1. Cooling Rate:
* Slow Cooling: When magma cools slowly, it gives atoms more time to arrange themselves into an organized crystal structure. This leads to the formation of large crystals. This is typical of intrusive igneous rocks (formed beneath the Earth's surface) where magma cools slowly over long periods.
* Rapid Cooling: When magma cools quickly, atoms have less time to organize, resulting in small crystals or even a glassy texture.
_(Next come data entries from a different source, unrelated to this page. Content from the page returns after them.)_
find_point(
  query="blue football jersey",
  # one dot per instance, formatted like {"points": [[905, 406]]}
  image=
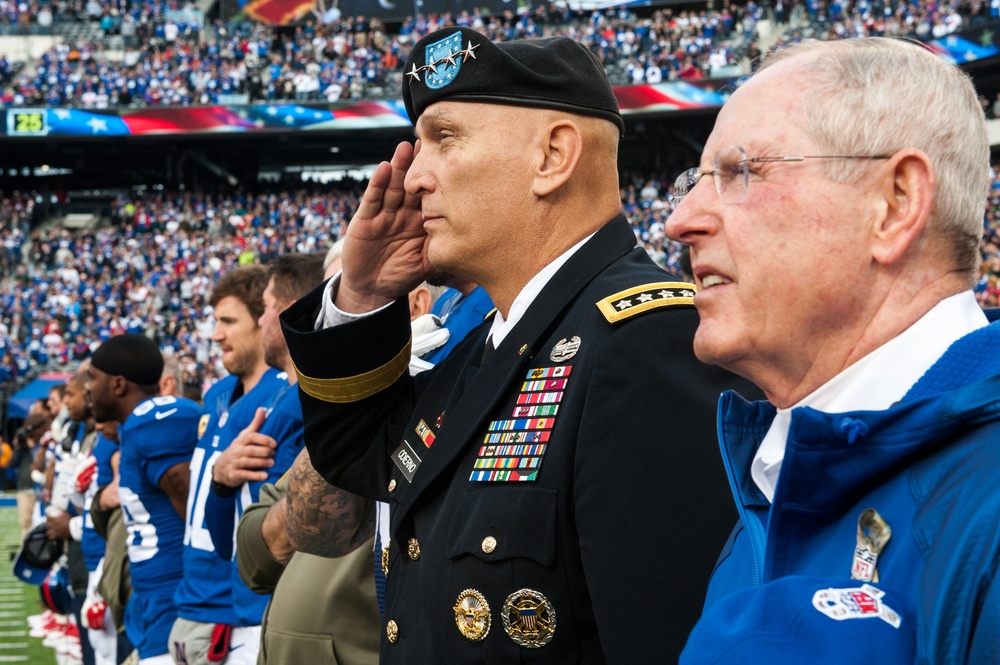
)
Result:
{"points": [[284, 424], [205, 594], [92, 544], [160, 432]]}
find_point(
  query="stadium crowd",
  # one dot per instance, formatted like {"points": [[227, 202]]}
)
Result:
{"points": [[150, 271], [168, 61]]}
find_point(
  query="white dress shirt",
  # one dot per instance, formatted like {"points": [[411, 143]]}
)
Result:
{"points": [[877, 381]]}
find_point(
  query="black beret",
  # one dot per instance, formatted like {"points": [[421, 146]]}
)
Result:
{"points": [[135, 357], [460, 64]]}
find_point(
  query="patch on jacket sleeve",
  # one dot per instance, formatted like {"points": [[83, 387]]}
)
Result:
{"points": [[639, 299]]}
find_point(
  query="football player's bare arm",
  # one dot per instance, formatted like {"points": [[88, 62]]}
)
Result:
{"points": [[322, 519], [274, 533]]}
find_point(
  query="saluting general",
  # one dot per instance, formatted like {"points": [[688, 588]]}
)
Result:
{"points": [[555, 490]]}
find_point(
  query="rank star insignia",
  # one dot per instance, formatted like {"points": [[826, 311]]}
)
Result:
{"points": [[472, 615], [529, 618], [442, 52]]}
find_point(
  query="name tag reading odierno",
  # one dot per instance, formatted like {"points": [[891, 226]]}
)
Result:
{"points": [[407, 460]]}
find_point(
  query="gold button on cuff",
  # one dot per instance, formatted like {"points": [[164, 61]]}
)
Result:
{"points": [[392, 631]]}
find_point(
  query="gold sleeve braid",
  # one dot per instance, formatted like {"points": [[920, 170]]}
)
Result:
{"points": [[355, 388]]}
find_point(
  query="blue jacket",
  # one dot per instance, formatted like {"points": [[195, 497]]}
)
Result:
{"points": [[930, 466]]}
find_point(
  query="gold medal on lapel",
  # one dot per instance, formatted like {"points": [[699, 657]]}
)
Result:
{"points": [[529, 618], [472, 615], [564, 349]]}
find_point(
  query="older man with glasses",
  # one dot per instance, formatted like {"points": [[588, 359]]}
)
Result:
{"points": [[835, 257]]}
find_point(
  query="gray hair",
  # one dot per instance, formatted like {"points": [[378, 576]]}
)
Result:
{"points": [[172, 367], [874, 96]]}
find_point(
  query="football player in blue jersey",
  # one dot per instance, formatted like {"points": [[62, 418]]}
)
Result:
{"points": [[263, 451], [156, 439], [207, 625]]}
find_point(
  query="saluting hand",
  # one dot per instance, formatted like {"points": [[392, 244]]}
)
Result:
{"points": [[248, 457], [385, 248]]}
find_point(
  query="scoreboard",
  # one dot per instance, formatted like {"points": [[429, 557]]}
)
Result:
{"points": [[27, 122]]}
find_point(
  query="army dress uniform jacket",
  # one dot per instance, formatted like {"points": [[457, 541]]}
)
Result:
{"points": [[561, 502]]}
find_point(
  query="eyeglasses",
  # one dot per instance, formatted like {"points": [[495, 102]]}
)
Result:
{"points": [[732, 172]]}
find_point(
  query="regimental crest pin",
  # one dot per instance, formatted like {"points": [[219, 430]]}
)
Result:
{"points": [[564, 349], [442, 64]]}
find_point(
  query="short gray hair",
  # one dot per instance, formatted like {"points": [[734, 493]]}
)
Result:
{"points": [[874, 96]]}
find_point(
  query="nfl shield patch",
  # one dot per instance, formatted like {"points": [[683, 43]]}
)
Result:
{"points": [[442, 65]]}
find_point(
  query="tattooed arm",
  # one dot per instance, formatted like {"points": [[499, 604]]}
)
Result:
{"points": [[322, 519], [274, 532], [174, 483]]}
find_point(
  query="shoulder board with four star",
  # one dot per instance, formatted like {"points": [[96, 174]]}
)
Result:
{"points": [[639, 299]]}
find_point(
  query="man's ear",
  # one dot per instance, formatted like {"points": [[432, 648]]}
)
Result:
{"points": [[905, 199], [119, 386], [561, 144]]}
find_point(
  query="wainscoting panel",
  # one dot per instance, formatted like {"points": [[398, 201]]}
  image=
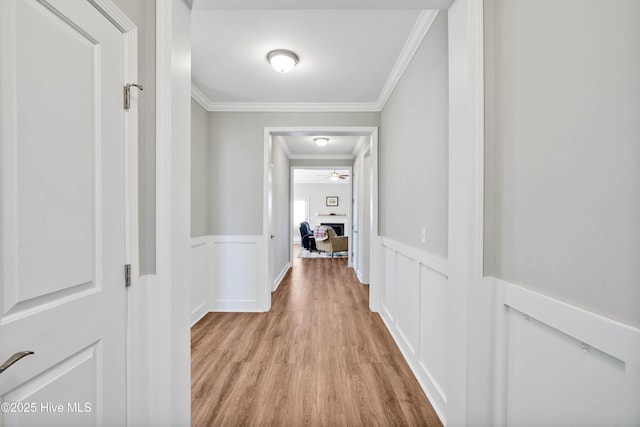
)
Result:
{"points": [[433, 359], [228, 274], [389, 285], [413, 304], [561, 365], [237, 273], [200, 277], [408, 301]]}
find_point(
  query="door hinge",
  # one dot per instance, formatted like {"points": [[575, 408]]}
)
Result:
{"points": [[127, 94], [127, 275]]}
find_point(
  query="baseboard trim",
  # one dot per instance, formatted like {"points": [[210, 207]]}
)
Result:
{"points": [[198, 313], [430, 389], [241, 306], [281, 276]]}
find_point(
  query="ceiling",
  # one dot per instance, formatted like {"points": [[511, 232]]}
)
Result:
{"points": [[352, 53], [298, 146], [319, 176]]}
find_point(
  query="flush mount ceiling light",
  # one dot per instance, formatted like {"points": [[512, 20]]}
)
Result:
{"points": [[282, 60], [321, 141]]}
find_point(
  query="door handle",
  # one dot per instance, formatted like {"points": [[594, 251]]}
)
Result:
{"points": [[13, 359]]}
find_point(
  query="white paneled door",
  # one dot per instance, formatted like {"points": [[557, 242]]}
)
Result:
{"points": [[62, 213]]}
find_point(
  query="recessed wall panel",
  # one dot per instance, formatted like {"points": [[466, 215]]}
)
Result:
{"points": [[56, 152]]}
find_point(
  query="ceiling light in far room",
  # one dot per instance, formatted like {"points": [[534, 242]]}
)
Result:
{"points": [[321, 141], [282, 60]]}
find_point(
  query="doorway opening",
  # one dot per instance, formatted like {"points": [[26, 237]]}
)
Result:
{"points": [[293, 148], [327, 192]]}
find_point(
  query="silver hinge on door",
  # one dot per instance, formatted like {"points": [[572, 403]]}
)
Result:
{"points": [[127, 94], [127, 275]]}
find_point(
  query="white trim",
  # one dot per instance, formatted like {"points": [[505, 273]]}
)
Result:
{"points": [[434, 392], [469, 309], [116, 17], [324, 4], [159, 302], [418, 33], [360, 146], [198, 95], [322, 157], [281, 276], [283, 107], [613, 338], [283, 144], [198, 313], [432, 262], [134, 344]]}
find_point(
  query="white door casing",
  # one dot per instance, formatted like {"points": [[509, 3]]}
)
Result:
{"points": [[63, 212]]}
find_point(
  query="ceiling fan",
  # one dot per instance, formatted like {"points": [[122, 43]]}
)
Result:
{"points": [[335, 176]]}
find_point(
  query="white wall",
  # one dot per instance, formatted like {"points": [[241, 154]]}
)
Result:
{"points": [[199, 171], [317, 194], [143, 14], [413, 182], [281, 211], [236, 161], [414, 148], [563, 151]]}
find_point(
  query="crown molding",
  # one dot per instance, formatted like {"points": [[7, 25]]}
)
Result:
{"points": [[418, 33], [200, 97], [283, 144], [322, 157]]}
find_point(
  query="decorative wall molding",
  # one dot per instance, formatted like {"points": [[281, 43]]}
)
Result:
{"points": [[418, 33], [433, 262], [589, 363], [281, 276], [201, 273], [414, 296], [227, 273]]}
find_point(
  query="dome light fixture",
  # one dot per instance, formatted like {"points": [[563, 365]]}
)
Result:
{"points": [[282, 60], [321, 141]]}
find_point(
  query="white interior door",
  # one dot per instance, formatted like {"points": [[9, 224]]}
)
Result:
{"points": [[62, 214], [355, 246]]}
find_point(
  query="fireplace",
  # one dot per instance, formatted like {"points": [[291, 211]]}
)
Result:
{"points": [[337, 227]]}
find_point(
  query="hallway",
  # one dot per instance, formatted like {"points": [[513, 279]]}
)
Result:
{"points": [[319, 357]]}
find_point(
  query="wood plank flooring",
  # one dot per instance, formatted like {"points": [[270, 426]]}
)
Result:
{"points": [[318, 358]]}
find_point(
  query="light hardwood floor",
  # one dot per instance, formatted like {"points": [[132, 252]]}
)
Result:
{"points": [[318, 358]]}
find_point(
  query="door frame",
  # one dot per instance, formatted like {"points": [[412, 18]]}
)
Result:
{"points": [[372, 133], [466, 128], [347, 231]]}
This is typical of extrusive igneous rocks (formed on the Earth's surface) where lava cools rapidly.
2. Chemical Composition:
* Viscosity: Magmas with high viscosity (resistance to flow) tend to cool slower and allow for larger crystal growth.
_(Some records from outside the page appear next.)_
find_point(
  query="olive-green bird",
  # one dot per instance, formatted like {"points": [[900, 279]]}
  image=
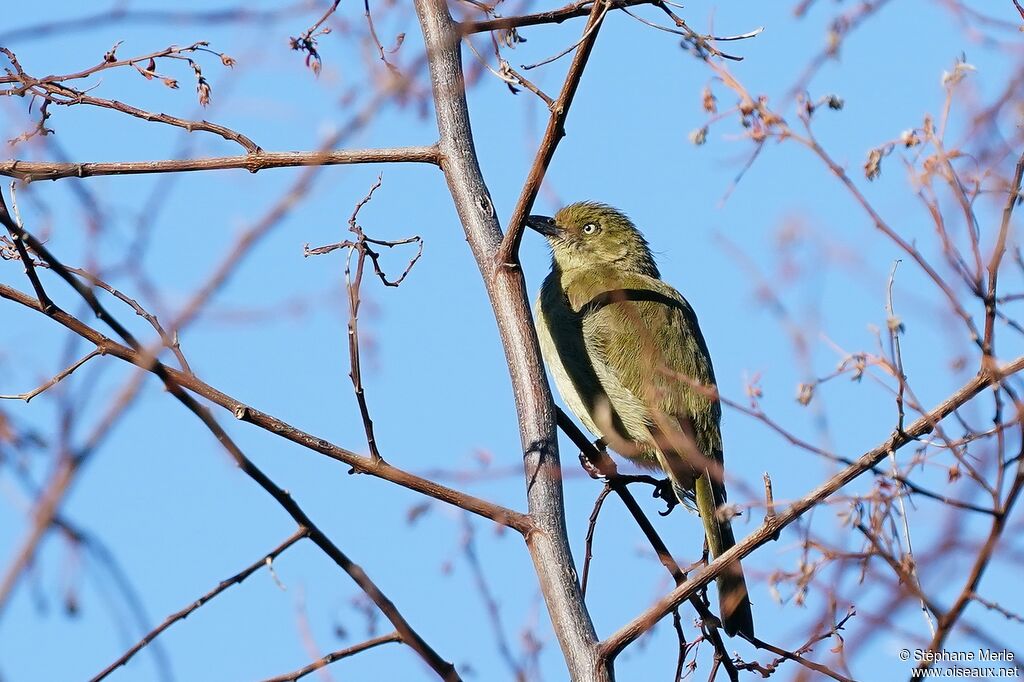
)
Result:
{"points": [[629, 359]]}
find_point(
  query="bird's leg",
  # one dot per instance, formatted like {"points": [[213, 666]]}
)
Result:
{"points": [[597, 463], [589, 466], [665, 492]]}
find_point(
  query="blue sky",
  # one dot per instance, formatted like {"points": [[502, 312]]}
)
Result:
{"points": [[180, 517]]}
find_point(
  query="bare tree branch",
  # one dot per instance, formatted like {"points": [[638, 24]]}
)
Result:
{"points": [[548, 543], [41, 170]]}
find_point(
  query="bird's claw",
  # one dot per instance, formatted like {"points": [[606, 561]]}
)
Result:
{"points": [[590, 467]]}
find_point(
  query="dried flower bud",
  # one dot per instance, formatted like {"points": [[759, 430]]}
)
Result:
{"points": [[960, 72], [204, 91], [872, 167], [709, 100]]}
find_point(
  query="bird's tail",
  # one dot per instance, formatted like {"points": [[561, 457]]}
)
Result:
{"points": [[733, 599]]}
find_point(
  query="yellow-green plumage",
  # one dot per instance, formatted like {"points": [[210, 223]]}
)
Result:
{"points": [[630, 361]]}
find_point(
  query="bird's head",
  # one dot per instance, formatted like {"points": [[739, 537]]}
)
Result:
{"points": [[589, 233]]}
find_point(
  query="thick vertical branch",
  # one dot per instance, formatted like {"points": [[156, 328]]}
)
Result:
{"points": [[548, 542]]}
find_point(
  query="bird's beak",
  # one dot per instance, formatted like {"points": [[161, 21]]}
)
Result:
{"points": [[544, 224]]}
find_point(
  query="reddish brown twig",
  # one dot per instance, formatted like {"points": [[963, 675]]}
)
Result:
{"points": [[508, 253], [187, 610], [337, 655]]}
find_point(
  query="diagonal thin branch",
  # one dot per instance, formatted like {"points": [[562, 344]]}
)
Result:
{"points": [[508, 254], [192, 607], [243, 412], [442, 668]]}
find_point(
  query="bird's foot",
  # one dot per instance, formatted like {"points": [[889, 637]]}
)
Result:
{"points": [[665, 492], [590, 467]]}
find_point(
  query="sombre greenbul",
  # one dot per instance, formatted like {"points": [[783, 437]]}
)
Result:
{"points": [[630, 361]]}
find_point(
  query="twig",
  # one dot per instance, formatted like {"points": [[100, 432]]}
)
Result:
{"points": [[243, 412], [337, 655], [64, 374], [573, 9], [44, 170], [187, 610], [508, 254], [442, 668]]}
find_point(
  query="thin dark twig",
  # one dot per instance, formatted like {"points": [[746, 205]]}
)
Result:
{"points": [[337, 655], [442, 668], [508, 253], [193, 606], [591, 526]]}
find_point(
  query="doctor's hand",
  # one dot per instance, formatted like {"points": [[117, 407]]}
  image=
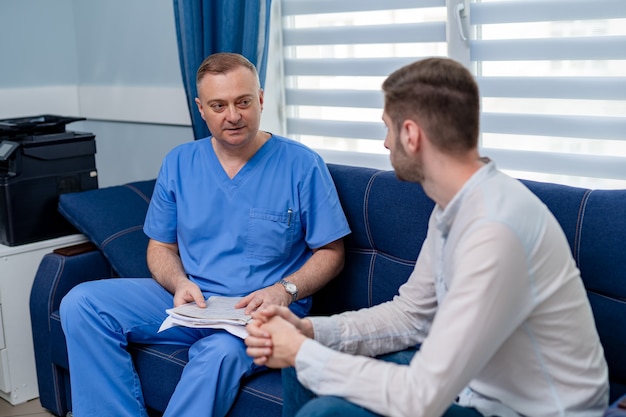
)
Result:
{"points": [[274, 342], [272, 295], [187, 291]]}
* Silica Content: Magmas with high silica content are more viscous and tend to produce larger crystals.
Here's a breakdown of how these factors play out:
Large Crystals:
* Intrusive Igneous Rocks: Granite, gabbro, diorite
* Formation: Magma cools slowly beneath the Earth's surface.
Small Crystals:
* Extrusive Igneous Rocks: Basalt, rhyolite, obsidian
* Formation: Lava cools rapidly on the Earth's surface.
Other Factors:
* Presence of Gases: Gases can escape during cooling, affecting the crystal size and arrangement.
* Rate of Crystal Nucleation: The formation of new crystal nuclei also impacts crystal size.
Examples:
* Granite: A coarse-grained intrusive igneous rock with large, visible crystals.
* Basalt: A fine-grained extrusive igneous rock with small, nearly invisible crystals.
* Obsidian: A volcanic glass formed by extremely rapid cooling of lava, resulting in a glassy texture with no crystals.
In summary, the size of crystals in igneous rocks is a direct result of the cooling rate of the magma or lava, with slower cooling promoting larger crystal growth. The chemical composition of the magma, particularly its viscosity and silica content, also influences the size of crystals formed.